Compare Musk’s efforts to his fellow titans of industry. Facebook’s Mark Zuckerberg recently donated $25 million to help fight the spread of Ebola. In the years since he left Microsoft, Bill Gates has poured billions of dollars into a range of humanitarian causes, including anti-malaria efforts. The established model for philanthropy by tech executives is to make an astonishing amount of money building products that address trifling first-world concerns — say, the technology to broadcast digital baby pictures to uninterested strangers, or to squabble with distant friends over political hot potatoes — and then donate some impressive amount of cash and extracurricular time to the developing world, and its less frivolous problems.
Those billionaires’ contributions are valuable, but Musk is cut from a different cloth. If he’s to be believed — a non-trivial caveat, by the way — then Elon Musk has forged an entirely philanthropic life. All of his professional activities following his departure from PayPal and other online ventures have our entire species at heart. The electric vehicles produced by Tesla Motors, and even the proposed 700-mph Hyperloop system, are a response to the planetary threat of climate collapse, most luridly depicted in The Day After Tomorrow. SpaceX was founded to build the equivalent of fallout shelters on Mars, in case sci-fi narratives like Deep Impact prove prescient. And the undisclosed amount of money he’s contributed to the AI companies Deepmind (which was acquired by Google at the beginning of this year) and Vicarious lets Musk keep tabs on the infamous, genocidal Terminator doomsday scenario.

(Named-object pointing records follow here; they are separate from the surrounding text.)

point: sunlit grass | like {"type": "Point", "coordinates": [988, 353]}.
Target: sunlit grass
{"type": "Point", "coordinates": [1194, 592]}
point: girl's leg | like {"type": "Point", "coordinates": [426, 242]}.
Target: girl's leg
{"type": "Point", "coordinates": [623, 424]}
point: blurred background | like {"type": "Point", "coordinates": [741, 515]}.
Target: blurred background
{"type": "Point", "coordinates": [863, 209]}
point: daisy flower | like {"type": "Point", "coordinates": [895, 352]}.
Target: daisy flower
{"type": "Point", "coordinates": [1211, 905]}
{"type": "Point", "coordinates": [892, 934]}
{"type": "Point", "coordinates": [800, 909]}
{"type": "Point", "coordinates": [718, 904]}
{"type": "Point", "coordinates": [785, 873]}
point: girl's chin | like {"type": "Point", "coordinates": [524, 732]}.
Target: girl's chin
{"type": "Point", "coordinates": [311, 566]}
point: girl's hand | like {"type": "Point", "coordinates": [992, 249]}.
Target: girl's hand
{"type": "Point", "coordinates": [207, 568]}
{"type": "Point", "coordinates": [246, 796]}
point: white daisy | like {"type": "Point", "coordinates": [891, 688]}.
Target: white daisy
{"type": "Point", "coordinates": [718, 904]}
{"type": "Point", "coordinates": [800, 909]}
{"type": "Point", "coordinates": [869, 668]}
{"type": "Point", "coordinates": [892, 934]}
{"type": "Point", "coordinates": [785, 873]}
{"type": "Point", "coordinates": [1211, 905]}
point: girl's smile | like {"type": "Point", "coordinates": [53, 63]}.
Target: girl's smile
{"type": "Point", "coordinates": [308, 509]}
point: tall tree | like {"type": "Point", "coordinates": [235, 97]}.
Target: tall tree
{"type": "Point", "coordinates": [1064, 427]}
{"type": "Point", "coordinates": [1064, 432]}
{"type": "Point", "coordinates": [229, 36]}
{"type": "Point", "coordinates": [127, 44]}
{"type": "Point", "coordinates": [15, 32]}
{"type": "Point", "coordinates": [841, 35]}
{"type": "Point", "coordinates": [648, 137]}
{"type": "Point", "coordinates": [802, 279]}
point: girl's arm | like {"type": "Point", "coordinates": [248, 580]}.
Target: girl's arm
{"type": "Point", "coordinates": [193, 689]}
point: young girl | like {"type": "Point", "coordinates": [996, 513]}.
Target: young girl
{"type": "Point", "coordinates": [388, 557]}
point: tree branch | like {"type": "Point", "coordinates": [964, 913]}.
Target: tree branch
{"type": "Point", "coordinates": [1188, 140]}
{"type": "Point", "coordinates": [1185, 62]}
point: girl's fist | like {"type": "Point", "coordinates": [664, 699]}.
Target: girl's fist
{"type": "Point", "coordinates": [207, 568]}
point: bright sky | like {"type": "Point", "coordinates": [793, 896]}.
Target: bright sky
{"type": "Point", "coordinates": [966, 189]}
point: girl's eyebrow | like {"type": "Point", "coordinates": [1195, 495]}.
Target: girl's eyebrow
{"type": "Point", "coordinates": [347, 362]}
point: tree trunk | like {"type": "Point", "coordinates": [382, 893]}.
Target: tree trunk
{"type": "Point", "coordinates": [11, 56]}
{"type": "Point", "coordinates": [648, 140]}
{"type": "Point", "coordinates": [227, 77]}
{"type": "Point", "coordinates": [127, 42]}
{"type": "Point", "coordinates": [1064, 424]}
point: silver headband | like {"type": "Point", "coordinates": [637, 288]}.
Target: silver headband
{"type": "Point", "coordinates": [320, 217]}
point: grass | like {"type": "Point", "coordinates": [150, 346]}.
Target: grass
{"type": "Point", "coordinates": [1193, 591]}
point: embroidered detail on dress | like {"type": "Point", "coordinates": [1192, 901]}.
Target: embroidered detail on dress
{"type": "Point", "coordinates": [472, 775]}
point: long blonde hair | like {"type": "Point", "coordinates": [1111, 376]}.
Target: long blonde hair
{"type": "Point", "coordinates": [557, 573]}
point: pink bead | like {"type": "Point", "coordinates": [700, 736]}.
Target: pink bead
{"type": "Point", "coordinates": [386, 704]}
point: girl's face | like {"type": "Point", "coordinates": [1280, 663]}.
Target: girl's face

We should be genuinely grateful that Elon Musk exists.
Why do I conceive of Musk as a sci-fi-obsessed alpha nerd? Because Musk himself doesn’t shy away from sci-fi references, from the risks of Terminator killbots to SpaceX’s role in sustaining the human race, inspired by Isaac Asimov’s Foundation trilogy. He even referenced Star Trek-style teleportation, in describing the Hyperloop as the next best thing in ultra-fast public transportation.
But it also helps us to understand the value of Musk, and why we should be genuinely grateful that he exists. You can write off his personal beliefs as sci-fi-informed paranoia, and still respect his commitment to innovation. If Martian colonies turn out to be a pipe dream, due to the difficulty of altering the planet’s climate or surviving its current state as a lifeless, irradiated wasteland, at least SpaceX revolutionized the private space industry. If Tesla Motors is long gone by the time electric cars supplant gas-burning vehicles, the company’s open patents, which any automaker can now make use of, will have left an indelible impact. And if Musk’s robo-phobia turns out to be an embarrassment, part of the collective fever dream that assumes the inevitability of artificial superintelligence, despite all evidence to the contrary, at least he’ll have helped to fund AI research. (Musk’s people politely declined my interview request to discuss his comments about the coming robot uprising.)
Sure, Musk is an unrepentant dork. He’s a professional doomsday prepper. He’s also, by the heightened logic of cape comics, the precise breed of big-thinking, fear-ridden, well-meaning zealot destined to become a supervillain. But he’s the rare public figure who always lives up to his reputation, and who continues to defy the odds, to exceed expectations, and to invite a wealth of other such cliches that would be excruciating if they weren’t so apt. However you view Musk, you can’t dismiss him.
And since life isn’t a comic book, chances are, Musk won’t ever hold the human species hostage. He’s far too busy trying to save it.